The new issue includes a chapbook, Spring Psalter, by Nate Pritts, as well as new poems by Adam Clay, Jane Gregory, Jordan Davis, Chris Tonelli, Landis Everson and Justin Marks, among many, many others.

". . . The egomania and the self-loathing and the rage of the young poet are all qualities that no artist can afford to completely outgrow . . . I agree with Pascal that "one must have deeper motives and judge everything accordingly, but go on talking like an ordinary person." But I also believe that if the work is to survive it is at the height of accomplishment that one must feel one's failure most intimately, in the depths of self-doubt must burn with ambitions fiercest fires. It's not always pretty."

-Christian Wiman

Currently I'm ankle-deep into Norman Mailer's The Spooky Art. Purportedly it's a book on the art of the novel, but the insights into Lit Biz are candid:

"I was out of fashion and that was the score; that was all the score; the publishing habits of the past were going to be of no help . . . And so, as the language of sentiment would have it, something broke in me, but I do not know if it was so much a loving heart as a cyst of the weak, the unreal, and the needy, and I was finally open to my anger.
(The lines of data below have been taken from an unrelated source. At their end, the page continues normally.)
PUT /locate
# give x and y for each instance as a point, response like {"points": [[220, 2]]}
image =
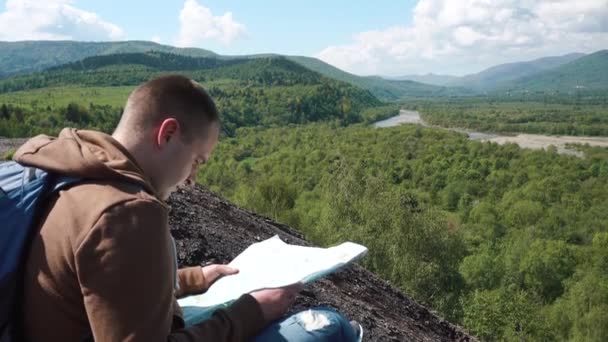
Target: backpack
{"points": [[23, 192]]}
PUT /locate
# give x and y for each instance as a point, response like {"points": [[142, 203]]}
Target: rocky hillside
{"points": [[207, 228], [210, 229]]}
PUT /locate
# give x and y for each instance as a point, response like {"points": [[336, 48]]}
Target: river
{"points": [[531, 141]]}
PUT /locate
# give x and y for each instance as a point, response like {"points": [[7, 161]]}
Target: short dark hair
{"points": [[170, 96]]}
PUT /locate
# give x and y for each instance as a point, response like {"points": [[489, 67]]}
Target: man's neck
{"points": [[140, 152]]}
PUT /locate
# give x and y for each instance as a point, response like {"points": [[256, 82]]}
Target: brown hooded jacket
{"points": [[103, 261]]}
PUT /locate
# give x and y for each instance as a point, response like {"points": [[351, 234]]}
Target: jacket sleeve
{"points": [[191, 281], [125, 269]]}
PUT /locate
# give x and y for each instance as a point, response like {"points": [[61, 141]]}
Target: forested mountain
{"points": [[28, 56], [511, 243], [24, 57], [588, 74], [249, 92], [385, 89], [434, 79], [496, 76]]}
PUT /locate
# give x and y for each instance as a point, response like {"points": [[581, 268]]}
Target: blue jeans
{"points": [[318, 324]]}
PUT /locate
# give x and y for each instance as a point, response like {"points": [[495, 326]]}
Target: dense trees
{"points": [[510, 243]]}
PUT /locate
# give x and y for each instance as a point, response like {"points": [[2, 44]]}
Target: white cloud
{"points": [[461, 36], [53, 20], [197, 24]]}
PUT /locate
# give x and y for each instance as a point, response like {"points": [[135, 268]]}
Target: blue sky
{"points": [[381, 37], [287, 27]]}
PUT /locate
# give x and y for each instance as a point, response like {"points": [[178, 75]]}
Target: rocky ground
{"points": [[210, 229]]}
I turned within my psyche, I can almost believe, for I felt something shift to murder in me. I finally had the simple sense to understand that if I wanted my work to travel further than others, the life of my talent depended on fighting a little more, and looking for help a little less . . . All I felt then was that I was an outlaw, a psychic outlaw, and I liked it, I liked it a good sight better than trying to be a gentleman . . . and for the first time in my life I knew what it was to make your kicks."